Results of individual studies: variability of tactical behavior during SSGs
The synthesis of results of the two studies that include behavior variables can be found in table 8. One study only presented ICC for all tactical behavior variables analysed while the other did present any extractable data.
TABLE 8.
Study | Format | Within-session (WS) and Between-session (BS) analysis | TB (ICC and % CV) | Significant or meaningful differences between sets/ repetitions (within-session WS and between-sessions BS) | Lowest and the highest sets/repetitions (within-session) | % of change between the lowest and the highest sets/repetitions (within-session) |
---|---|---|---|---|---|---|
[49] | 3 vs 3 | WS: yes BS: not |
ICC: Penetration = 0.07 Offensive coverage = 0.40 Width and length with ball = 0.17 Width and length without ball = 0.06 Depth mobility = 0.35 Offensive unit = 0.40 Delay = 0.01 Defensive converage = 0.36 Defensive balance = 0.02 Recovery balance = 0.35 Concetration = 0.078 Defensive unit = 0.22 Tactical attack actions in offensive midfield = 0.38 Tactical attack actions in defensive midfield = 0.36 Tactical defense actions in offensive midfield = 0.16 Tactical defense actions in defensive midfield = 0.07 %CV: ND |
WS: not BS: NA |
ND | ND |
[49] | 4 vs 3 | WS: yes BS: not |
ICC: Penetration = 0.14 Offensive coverage = 0.16 Width and length with ball = 0.21 Width and length without ball = 0.43 Depth mobility = 0.40 Offensive unit = 0.23 Delay = -0.13 Defensive converage = 0.19 Defensive balance = 0.01 Recovery balance = 0.17 Concetration = 0.07 Defensive unit = 0.20 Tactical attack actions in offensive midfield = 0.69 Tactical attack actions in defensive midfield = 0.23 Tactical defense actions in offensive midfield = 0.34 Tactical defense actions in defensive midfield = 0.27 %CV: ND |
WS: not BS: NA |
ND | ND |
[48] | GK + 4 vs 4 + GK | WS: yes BS: not |
ICC: ND TB: ND |
WS: not BS: not |
ND* | NA* |
TB: tactical behavior; ICC: intra-class correlation; %CV: percentage of coefficient of variation; ND: non-described;
: non-extractable data.
DISCUSSION
Based on a systematic review of the available literature, this study aimed to identify studies that have examined the intra- and inter SSG bouts/set variability levels of internal and external load and technical/tactical outcomes in soccer players. Internal load and low-speed external load variables presented low variability, while high variation was reported for technical execution and high-speed external loads. However, tactical behavior variability was assessed by only two studies. The main topics of this review are further addressed in the following sections.
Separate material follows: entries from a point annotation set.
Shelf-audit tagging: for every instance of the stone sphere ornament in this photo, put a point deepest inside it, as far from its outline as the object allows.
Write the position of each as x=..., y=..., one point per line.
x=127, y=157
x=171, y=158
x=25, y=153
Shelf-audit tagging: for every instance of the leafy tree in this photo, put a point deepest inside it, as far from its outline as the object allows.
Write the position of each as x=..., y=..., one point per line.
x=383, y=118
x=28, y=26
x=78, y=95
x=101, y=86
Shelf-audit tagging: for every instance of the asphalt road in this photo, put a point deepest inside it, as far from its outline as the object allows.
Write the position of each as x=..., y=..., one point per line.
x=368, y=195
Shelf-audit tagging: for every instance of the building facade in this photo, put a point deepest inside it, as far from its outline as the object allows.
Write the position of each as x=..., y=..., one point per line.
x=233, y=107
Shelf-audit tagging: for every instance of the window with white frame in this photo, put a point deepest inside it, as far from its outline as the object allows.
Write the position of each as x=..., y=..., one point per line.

Variability of internal load during SSGs
In the current systematic review, large within-session variability was observed for the RPE and the time ≤ 89% of the HRpeak (~15–44% of change between the lowest and highest sets/repetitions) [27]. In contrast, the %HRAvg, %HRpeak, %HRmax showed small withinsession variations (~0.5–6% of change between the lowest and highest sets/repetitions) [21, 27–32]. Perceived efforts are expected that increase across the sets/repetitions within sessions, especially when intra-player responses are analyzed. However, the possible variability of IL between teammates during the same SSGs (depending on the positional role and contextual factors, among other aspects) should be carefully analyzed by coaches so that they can properly compensate the training with more analytical tasks [5].
On the one hand, an analysis of La- concentration in professional players showed a smaller format (e.g., 3 vs. 3) resulted in small within-session variability (~2% of change between the lowest and highest sets/repetitions) compared to a medium format (e.g., 4 vs. 4) (~28–87% of change between the lowest and highest sets/repetitions) [33, 34]. On the other hand, the 1 vs. 1 format showed greater within-session variability in La- concentration (~86% of change between the lowest and highest sets/repetitions) than the 2 vs. 2 format (~51%), 3 vs. 3 (~58%), and 4 vs. 4 (~64%) in young amateur players [35]. The divergence of the results can be attributed to the competitive level (professional vs. amateur) and age group (senior vs. young players).
Only two studies included in the present review investigated the between-session variability of IL indicators. Nine SSG sessions (1 vs. 1 and 2 vs. 2) showed mean RPE values between ~7–8 AU (CR-10 scale) in amateur male adult players [34]. However, the authors did not show the statistical values for between-session variability (e.g., CV%, TEM). In recreational soccer SSGs, the percentage of time in each HR zone showed large between-session variability (CV = 36.2–128.4%). In contrast, minimal between-session variability was noted for HRmean and HRpeak, with CV values of 3.4% and 2.6%, respectively [36]. However, the current findings on this topic are limited, as only two studies have met all the inclusion criteria. Therefore, further studies should investigate the betweensession variability of IL, particularly in youth and professional elitelevel soccer players.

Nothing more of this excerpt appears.